Then you should join a fraternity such as the Freemasons, Elks, Moose, Odd Fellows, who will then act as your brothers.

And I if you don't have any relatives or beneficiaries they will be glad to take your estate after burying you according to your wishes.

That's what fraternities are good for.


----------



## 95134hks (Dec 20, 2015)

SimplyRivers said:


> I don't care if I die alone; it won't matter. I'll die either way, I guess it would be nice if someone was there. However, it's not a necessity.


For women it is more common to adopt a younger female caretaker and then leave your estate to her.


----------



## 95134hks (Dec 20, 2015)

Another Lost Cause said:


> I'm not sure I want anyone watching me die. I might invent some device that calls 911 when my corpse drops below room temperature so I can be quickly disposed of before making too much of a mess.


Your landlord will be the first to notice something awry.

They will call the police who will then make a welfare check breaking down the door if need be.

The rest will then be up to the city morgue.

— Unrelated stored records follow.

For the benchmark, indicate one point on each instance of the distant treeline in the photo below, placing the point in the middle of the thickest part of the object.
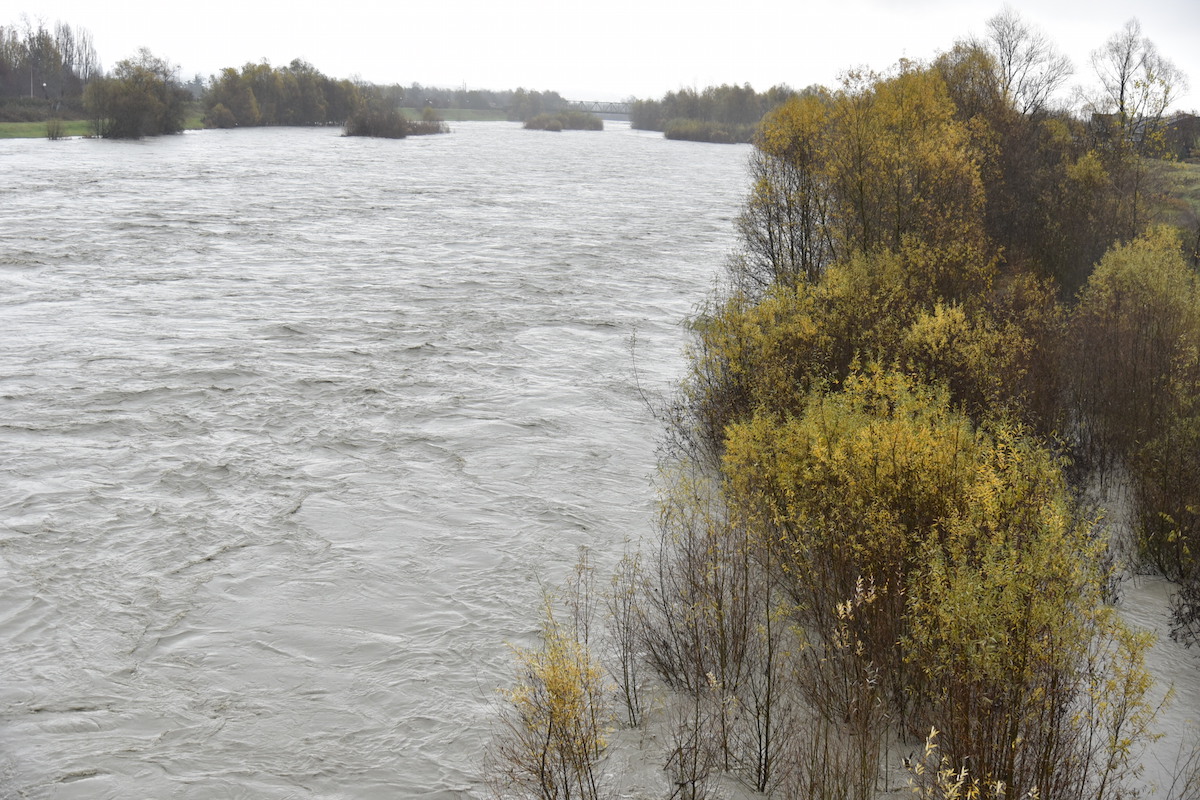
(726, 113)
(519, 104)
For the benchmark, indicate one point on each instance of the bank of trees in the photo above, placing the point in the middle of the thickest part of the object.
(952, 324)
(43, 70)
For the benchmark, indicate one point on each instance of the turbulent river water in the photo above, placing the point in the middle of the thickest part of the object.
(294, 427)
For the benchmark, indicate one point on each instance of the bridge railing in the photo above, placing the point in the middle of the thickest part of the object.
(598, 107)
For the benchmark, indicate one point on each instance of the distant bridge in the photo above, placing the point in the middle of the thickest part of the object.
(599, 107)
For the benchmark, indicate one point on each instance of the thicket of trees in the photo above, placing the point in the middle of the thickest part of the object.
(726, 113)
(952, 324)
(297, 94)
(43, 70)
(141, 96)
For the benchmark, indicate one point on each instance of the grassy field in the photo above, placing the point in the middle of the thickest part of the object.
(81, 127)
(70, 128)
(37, 130)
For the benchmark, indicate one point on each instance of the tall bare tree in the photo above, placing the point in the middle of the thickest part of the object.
(1137, 83)
(1029, 66)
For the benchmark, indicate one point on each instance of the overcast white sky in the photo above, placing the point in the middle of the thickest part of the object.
(599, 50)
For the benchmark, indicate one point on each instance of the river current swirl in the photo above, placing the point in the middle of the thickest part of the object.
(294, 428)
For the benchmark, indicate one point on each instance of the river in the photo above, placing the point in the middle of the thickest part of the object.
(295, 427)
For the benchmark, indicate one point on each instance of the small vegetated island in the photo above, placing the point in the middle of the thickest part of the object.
(725, 114)
(958, 322)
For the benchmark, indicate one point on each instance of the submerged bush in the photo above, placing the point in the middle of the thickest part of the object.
(376, 119)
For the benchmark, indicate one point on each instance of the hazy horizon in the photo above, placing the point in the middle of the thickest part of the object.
(609, 52)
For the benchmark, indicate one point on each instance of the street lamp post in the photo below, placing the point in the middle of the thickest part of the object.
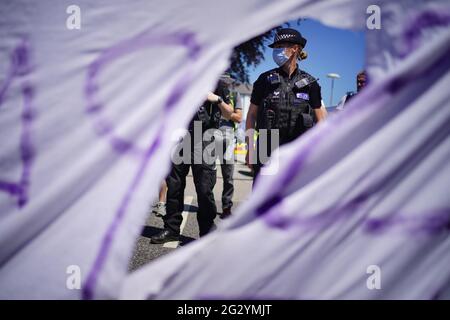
(332, 76)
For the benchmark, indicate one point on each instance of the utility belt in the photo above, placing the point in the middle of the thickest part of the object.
(291, 120)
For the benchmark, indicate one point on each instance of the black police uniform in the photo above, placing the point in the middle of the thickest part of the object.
(284, 103)
(204, 174)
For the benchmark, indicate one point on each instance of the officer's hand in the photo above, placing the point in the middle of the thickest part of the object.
(212, 97)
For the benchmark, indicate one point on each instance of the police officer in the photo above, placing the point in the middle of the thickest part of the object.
(286, 98)
(361, 80)
(203, 168)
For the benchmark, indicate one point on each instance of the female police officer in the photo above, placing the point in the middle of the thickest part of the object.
(285, 98)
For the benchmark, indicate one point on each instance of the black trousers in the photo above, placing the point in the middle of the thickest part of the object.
(204, 180)
(228, 184)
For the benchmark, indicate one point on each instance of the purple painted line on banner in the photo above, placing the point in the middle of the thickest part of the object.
(94, 107)
(186, 40)
(425, 20)
(20, 67)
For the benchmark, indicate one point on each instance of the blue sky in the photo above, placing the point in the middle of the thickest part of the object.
(330, 50)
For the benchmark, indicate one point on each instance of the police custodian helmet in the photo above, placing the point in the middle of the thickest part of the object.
(288, 35)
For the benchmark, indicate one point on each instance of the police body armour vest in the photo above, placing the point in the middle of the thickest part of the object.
(286, 106)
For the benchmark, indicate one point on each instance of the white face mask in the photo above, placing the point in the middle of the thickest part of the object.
(279, 56)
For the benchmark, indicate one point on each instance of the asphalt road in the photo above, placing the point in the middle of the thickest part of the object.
(144, 251)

Leave a note and funds regarding method of disposal, cremation, etc.


----------



## 95134hks (Dec 20, 2015)

Zster said:


> I am 51 and have been widowed since age 42. My kid rearing is nearly done. I think the odds oof my dying alone are actually quite high. As long as it's not some painful thing, I guess I do not care. it's likely to be a lot more gnarly for whoever finds me than for me, I figure.

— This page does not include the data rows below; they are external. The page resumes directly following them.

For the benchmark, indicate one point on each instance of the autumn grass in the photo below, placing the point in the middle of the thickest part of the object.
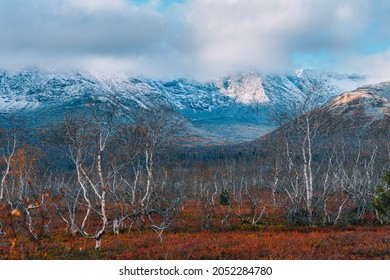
(187, 241)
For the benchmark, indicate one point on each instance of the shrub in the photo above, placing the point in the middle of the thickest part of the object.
(381, 199)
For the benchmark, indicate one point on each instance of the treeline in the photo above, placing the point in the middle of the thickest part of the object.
(100, 171)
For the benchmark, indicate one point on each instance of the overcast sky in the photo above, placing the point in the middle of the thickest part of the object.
(198, 38)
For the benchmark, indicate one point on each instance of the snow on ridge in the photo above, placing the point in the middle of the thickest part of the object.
(246, 89)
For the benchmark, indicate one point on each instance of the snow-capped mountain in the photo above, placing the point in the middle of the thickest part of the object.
(232, 108)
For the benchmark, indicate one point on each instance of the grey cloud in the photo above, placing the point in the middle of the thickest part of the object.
(197, 37)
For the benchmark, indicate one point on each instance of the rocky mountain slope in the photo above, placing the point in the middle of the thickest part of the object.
(232, 109)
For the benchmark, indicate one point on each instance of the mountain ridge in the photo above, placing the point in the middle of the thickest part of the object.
(233, 108)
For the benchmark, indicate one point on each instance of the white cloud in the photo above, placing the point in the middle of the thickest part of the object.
(196, 37)
(376, 66)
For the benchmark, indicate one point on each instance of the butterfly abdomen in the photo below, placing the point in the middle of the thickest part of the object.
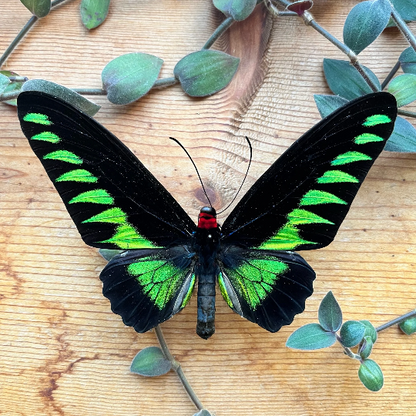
(206, 270)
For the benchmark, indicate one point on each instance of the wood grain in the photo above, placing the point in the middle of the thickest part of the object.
(62, 351)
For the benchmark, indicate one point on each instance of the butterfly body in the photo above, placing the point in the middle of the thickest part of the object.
(299, 203)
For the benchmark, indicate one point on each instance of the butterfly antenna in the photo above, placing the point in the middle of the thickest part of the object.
(196, 169)
(244, 179)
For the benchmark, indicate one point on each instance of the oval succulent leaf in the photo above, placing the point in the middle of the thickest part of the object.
(329, 313)
(299, 7)
(352, 332)
(344, 80)
(365, 22)
(205, 72)
(369, 330)
(407, 61)
(371, 375)
(408, 326)
(403, 88)
(71, 97)
(403, 138)
(311, 337)
(328, 103)
(150, 362)
(237, 9)
(129, 77)
(94, 12)
(40, 8)
(406, 9)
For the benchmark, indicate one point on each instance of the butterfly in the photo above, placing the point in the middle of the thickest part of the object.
(116, 203)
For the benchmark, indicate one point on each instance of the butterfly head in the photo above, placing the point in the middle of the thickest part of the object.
(207, 218)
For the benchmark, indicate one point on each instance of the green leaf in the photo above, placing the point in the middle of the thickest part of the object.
(406, 9)
(371, 375)
(299, 7)
(150, 362)
(129, 77)
(408, 326)
(407, 60)
(403, 138)
(352, 332)
(369, 330)
(365, 22)
(205, 72)
(237, 9)
(40, 8)
(311, 337)
(70, 96)
(4, 82)
(365, 347)
(344, 80)
(94, 12)
(403, 87)
(329, 313)
(327, 104)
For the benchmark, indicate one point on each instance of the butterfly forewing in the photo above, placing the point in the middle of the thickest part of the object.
(302, 199)
(113, 199)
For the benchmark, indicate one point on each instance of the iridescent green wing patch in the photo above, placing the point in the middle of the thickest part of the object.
(115, 202)
(265, 287)
(147, 287)
(301, 201)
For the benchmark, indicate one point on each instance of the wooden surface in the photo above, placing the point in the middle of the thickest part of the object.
(62, 351)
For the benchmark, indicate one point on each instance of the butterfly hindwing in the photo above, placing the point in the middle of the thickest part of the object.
(147, 287)
(301, 200)
(264, 286)
(115, 202)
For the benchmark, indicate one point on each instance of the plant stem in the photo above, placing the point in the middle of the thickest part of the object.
(401, 24)
(218, 32)
(347, 350)
(18, 38)
(310, 21)
(391, 74)
(396, 321)
(165, 82)
(23, 32)
(90, 91)
(178, 369)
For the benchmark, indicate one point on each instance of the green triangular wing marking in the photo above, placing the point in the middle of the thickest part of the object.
(115, 202)
(253, 280)
(126, 237)
(64, 156)
(77, 175)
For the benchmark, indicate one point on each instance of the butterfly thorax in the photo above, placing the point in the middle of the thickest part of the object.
(206, 246)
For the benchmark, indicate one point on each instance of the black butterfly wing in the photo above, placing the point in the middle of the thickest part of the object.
(264, 286)
(115, 202)
(147, 287)
(302, 199)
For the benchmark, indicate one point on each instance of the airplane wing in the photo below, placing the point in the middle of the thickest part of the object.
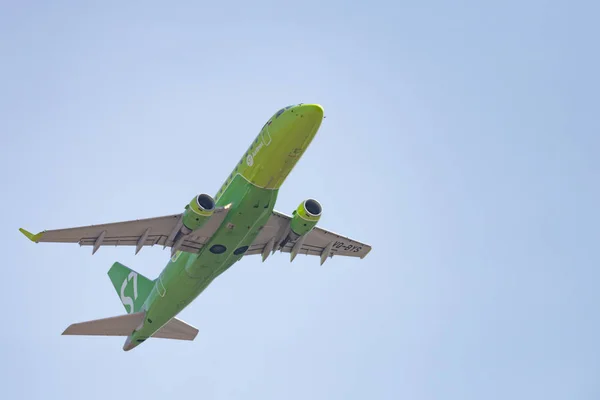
(165, 231)
(318, 242)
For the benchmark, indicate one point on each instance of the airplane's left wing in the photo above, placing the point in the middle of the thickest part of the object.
(318, 242)
(165, 231)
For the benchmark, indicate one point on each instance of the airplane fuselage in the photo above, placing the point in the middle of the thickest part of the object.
(250, 191)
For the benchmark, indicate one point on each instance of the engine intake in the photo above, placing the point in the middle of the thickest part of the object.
(306, 216)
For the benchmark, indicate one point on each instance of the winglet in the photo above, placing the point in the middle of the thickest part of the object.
(34, 238)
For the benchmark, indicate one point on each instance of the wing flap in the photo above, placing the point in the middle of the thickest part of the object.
(139, 233)
(316, 242)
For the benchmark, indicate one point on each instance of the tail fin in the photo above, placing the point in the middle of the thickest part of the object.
(132, 287)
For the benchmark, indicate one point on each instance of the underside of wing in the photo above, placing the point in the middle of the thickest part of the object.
(166, 231)
(318, 242)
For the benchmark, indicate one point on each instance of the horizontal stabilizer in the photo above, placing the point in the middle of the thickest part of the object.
(122, 325)
(176, 329)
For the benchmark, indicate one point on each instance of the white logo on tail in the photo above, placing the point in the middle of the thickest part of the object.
(126, 300)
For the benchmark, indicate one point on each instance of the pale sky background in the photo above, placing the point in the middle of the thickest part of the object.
(462, 141)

One of your kids will probably become your caretaker when you hit 85 or so.


----------



## 95134hks (Dec 20, 2015)

Noctis said:


> I am 26 and only had one LDR. I too sometimes think I will die alone as well, or end up being the next 40 y/o virgin. Yeah, some people don't marry at 50, or have their first marriage at 50 or older due to life conflicts and other things.

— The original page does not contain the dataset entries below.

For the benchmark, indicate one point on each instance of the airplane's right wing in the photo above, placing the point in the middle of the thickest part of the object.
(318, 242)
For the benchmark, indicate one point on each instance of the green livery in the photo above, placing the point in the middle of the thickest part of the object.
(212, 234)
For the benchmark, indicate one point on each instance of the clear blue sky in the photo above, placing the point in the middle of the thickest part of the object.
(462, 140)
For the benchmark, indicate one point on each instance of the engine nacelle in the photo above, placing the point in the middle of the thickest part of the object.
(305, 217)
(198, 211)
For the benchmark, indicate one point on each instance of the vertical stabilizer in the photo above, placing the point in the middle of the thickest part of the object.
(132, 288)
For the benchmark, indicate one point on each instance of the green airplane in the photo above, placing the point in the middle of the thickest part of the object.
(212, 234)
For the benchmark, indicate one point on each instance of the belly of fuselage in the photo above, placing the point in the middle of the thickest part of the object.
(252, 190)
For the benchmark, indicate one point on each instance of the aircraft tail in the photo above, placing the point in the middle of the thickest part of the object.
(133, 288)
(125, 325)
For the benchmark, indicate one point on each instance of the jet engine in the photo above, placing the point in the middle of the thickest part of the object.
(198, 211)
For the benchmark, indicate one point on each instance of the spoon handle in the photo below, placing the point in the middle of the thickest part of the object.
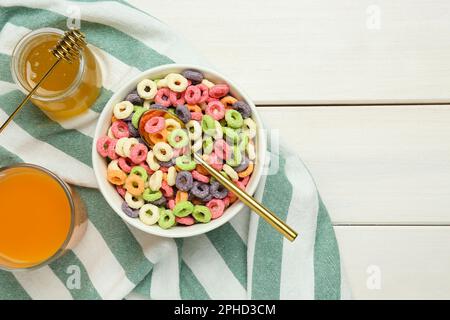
(251, 202)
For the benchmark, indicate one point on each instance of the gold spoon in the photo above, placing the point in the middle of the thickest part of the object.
(68, 48)
(247, 199)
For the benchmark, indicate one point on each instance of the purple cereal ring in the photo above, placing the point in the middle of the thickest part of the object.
(184, 181)
(119, 129)
(157, 107)
(163, 97)
(129, 212)
(125, 164)
(176, 98)
(187, 221)
(192, 95)
(243, 165)
(154, 124)
(160, 202)
(133, 131)
(243, 108)
(217, 190)
(193, 75)
(112, 150)
(204, 92)
(183, 113)
(138, 153)
(134, 98)
(200, 189)
(219, 91)
(103, 144)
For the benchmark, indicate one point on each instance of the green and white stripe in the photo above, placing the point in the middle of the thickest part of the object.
(243, 259)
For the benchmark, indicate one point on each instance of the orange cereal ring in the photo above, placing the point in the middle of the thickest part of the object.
(247, 171)
(116, 177)
(228, 101)
(160, 136)
(134, 185)
(194, 108)
(181, 196)
(201, 170)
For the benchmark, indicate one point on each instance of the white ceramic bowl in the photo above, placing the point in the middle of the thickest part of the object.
(110, 193)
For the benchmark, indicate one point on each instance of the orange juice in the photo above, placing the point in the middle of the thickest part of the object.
(70, 89)
(36, 216)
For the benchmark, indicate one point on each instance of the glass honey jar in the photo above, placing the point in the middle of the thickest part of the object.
(70, 89)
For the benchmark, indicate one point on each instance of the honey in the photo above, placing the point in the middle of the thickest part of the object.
(38, 217)
(70, 89)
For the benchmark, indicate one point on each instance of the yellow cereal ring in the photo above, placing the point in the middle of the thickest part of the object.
(116, 177)
(228, 101)
(247, 171)
(160, 136)
(134, 185)
(181, 196)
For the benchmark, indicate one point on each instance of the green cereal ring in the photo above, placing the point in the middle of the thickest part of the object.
(139, 171)
(150, 195)
(166, 219)
(232, 137)
(202, 214)
(234, 119)
(178, 138)
(185, 163)
(244, 142)
(183, 209)
(236, 157)
(208, 145)
(208, 125)
(138, 111)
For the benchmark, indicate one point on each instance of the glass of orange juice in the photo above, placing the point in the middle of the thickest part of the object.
(70, 89)
(41, 217)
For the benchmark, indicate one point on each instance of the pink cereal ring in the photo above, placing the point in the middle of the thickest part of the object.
(146, 167)
(200, 177)
(121, 191)
(154, 124)
(187, 221)
(167, 190)
(211, 100)
(103, 145)
(219, 91)
(196, 116)
(245, 180)
(217, 208)
(192, 95)
(176, 98)
(222, 149)
(138, 153)
(240, 185)
(163, 97)
(215, 162)
(112, 150)
(215, 109)
(125, 164)
(120, 129)
(204, 92)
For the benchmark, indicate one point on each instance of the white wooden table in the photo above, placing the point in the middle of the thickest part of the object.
(361, 87)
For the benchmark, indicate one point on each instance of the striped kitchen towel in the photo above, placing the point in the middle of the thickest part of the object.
(244, 259)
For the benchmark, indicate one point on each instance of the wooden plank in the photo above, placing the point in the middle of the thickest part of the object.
(373, 164)
(410, 262)
(321, 51)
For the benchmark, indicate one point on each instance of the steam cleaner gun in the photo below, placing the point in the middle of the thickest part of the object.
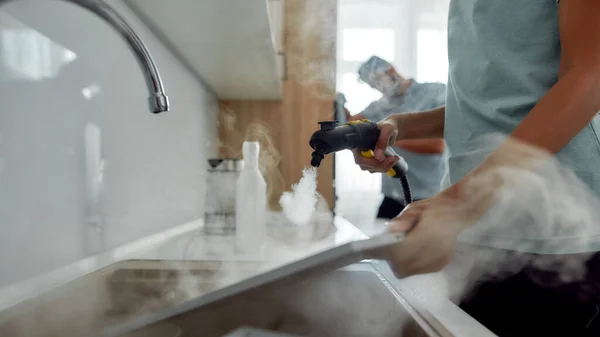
(361, 135)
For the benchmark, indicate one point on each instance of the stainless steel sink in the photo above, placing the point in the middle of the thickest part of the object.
(352, 301)
(310, 297)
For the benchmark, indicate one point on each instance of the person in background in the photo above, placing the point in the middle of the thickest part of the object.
(529, 70)
(424, 157)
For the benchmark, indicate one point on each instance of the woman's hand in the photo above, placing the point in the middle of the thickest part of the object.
(379, 162)
(432, 227)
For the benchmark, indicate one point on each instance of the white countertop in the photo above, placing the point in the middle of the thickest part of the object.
(184, 242)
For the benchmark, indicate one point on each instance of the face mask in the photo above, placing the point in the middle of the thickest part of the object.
(387, 85)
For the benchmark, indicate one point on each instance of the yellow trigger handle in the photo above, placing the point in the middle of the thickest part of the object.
(369, 154)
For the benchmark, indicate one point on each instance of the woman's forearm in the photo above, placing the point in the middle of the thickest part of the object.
(421, 125)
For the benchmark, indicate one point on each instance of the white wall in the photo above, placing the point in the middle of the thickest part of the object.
(154, 164)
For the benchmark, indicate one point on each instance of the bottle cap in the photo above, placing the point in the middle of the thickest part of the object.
(251, 151)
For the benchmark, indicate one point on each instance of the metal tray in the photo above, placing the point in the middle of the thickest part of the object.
(319, 263)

I have no idea what an LDR is. Normally you should always spell out terms the first time you use them, or define your acronyms.

If that's like only having one testicle then you may have problems there.

If you meant LTR then ok. Double check your posts for typo's.

Marriage and sex are normally not related. Sex usually happens long before marriage.

You seem to be getting the two confused.


----------



## baitedcrow (Dec 22, 2015)

Macrosapien said:


> The thought of dying before having achieved the aims of ones existence, is a horrible fear. To die totally unfulfilled.


This, yes.

On the aloneness - togetherness spectrum though, dying "with" the wrong person or in the wrong company is more frightening to me than dying alone, somehow. I think I'd rather chance growing old and dying alone than risk growing old and dying alone with someone whose presence is possibly inhibiting me or has done in the past.


----------



## 95134hks (Dec 20, 2015)

Noir said:


> Ok. This thread is extremely depressing. I just want someone to share his ride with me.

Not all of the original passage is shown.